Topological transformation, and the role of natural energy in the reproduction and maintenance of life, connect several works in the exhibition. A monotype by Sam Lewitt recreates a scene from a Cesariano etching that documents the discovery of fire in the household, and Cauleen Smith reimagines archival footage as a conversation between humanity and planet Earth about impending ecological collapse. Transformation and decay are recurring themes in the work of Kelly Akashi, too, whose handblown glass orb is held, tenuously, as it filters light. 

In Los Angeles, several artists actualize the material properties of light and heat: a painting by pioneering Light and Space artist Mary Corse incorporates glass microspheres in its surface that refract light; Sam Lewitt etches in Pyralux, a copperclad plastic laminate with high thermal performance, used in ultra-thin circuit boards and electronics. Light seems to flicker and burst across James Welling’s large dégradé screens, works the artist makes by filtering light onto photo paper. And in a dryly humorous conceptual work from 1970, Reading Position for a Second Degree Burn, Dennis Oppenheim uses UV rays to develop an image of a book on his skin.

Works by Uta Barth, Martin Boyce, and K.R.M. Mooney consider the interplay of light with the built environment — with airplane windows, sun shades, and the shape of a room.

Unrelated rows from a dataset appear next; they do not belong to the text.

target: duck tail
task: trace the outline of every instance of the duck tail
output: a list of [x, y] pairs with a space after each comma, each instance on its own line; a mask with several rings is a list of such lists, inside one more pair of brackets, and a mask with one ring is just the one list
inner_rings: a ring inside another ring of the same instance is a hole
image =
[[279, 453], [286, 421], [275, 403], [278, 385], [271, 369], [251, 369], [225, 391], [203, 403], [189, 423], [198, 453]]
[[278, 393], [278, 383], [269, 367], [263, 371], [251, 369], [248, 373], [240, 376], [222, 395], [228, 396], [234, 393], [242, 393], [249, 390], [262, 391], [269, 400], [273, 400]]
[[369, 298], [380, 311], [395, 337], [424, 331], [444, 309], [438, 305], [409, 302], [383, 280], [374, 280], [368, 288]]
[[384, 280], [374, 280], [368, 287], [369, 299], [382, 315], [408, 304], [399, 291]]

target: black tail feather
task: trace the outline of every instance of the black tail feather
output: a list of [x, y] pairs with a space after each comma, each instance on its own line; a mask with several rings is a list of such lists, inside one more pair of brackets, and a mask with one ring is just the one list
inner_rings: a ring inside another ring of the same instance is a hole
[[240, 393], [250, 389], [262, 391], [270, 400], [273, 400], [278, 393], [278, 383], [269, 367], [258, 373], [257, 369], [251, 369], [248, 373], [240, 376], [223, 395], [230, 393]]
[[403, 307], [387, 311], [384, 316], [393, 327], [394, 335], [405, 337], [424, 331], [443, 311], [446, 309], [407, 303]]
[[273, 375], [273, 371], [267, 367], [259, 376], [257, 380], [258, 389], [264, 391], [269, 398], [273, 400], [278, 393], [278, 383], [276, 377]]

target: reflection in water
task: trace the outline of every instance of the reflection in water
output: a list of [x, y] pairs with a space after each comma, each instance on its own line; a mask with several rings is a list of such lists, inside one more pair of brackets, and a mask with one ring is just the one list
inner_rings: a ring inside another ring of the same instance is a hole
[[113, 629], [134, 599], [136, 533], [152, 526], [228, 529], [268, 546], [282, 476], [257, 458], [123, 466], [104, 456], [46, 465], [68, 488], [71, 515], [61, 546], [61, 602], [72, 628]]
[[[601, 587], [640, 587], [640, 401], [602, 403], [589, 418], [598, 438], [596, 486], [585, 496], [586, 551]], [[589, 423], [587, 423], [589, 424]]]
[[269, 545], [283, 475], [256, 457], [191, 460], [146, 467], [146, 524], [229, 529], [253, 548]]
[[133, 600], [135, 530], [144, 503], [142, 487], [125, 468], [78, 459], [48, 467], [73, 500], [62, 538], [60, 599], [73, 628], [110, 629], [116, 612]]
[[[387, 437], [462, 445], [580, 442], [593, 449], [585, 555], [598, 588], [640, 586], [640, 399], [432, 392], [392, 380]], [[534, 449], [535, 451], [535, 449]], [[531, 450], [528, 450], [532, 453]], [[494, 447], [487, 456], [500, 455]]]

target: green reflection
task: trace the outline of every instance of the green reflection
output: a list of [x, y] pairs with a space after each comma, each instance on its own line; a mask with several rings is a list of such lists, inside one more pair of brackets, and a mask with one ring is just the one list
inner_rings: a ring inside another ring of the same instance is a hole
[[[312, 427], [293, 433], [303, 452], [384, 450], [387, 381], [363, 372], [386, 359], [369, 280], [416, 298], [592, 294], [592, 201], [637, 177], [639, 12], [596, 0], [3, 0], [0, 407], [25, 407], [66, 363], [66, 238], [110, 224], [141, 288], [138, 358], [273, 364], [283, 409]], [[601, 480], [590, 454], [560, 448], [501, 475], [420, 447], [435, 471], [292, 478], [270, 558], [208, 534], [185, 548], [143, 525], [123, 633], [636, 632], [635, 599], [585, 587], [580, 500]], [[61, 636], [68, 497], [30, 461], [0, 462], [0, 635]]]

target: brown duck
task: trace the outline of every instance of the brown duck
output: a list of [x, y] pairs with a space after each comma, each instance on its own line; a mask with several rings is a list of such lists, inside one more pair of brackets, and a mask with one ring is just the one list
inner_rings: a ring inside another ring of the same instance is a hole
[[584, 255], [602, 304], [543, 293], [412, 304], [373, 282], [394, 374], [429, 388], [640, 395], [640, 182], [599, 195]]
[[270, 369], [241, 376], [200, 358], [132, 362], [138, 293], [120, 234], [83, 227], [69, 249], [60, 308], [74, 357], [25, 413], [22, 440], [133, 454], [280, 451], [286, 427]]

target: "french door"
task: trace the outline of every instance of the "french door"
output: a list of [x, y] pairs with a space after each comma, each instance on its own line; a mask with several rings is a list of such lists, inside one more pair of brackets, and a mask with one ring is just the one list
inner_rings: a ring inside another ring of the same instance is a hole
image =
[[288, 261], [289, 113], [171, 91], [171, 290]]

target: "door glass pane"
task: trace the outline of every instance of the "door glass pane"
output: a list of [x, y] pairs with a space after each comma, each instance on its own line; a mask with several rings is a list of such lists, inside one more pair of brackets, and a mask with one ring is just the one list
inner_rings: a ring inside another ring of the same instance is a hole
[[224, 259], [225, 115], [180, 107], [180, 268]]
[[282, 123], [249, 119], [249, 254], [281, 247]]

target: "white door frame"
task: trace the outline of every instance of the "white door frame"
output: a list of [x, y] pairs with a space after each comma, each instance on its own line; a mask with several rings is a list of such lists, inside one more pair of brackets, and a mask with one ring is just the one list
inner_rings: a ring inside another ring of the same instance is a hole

Mooney’s pair of steel sculptures echo the forms of light shields, like domestic blinds or awnings. A sculpture by Ann Veronica Janssens uses a modest sheet of corrugated aluminum to imagine moonlight within the gallery’s architecture.

In the summer, we say the days are longer, as sunlight stretches into evening. Paul Ramirez Jonas attempts to catch the light, extend the day further, by driving as fast as possible towards the setting sun. In the Arctic circle, where the sun never sets this time of year, Robin Watkins makes field recordings of solar wind, aurora borealis and other magnetic storms. In a poem made from neon lights, David Horvitz connects the gravitational pull of the moon with the rise and fall of the ocean tide. His work reminds us of the gradual change of summer, sunrise to sunset.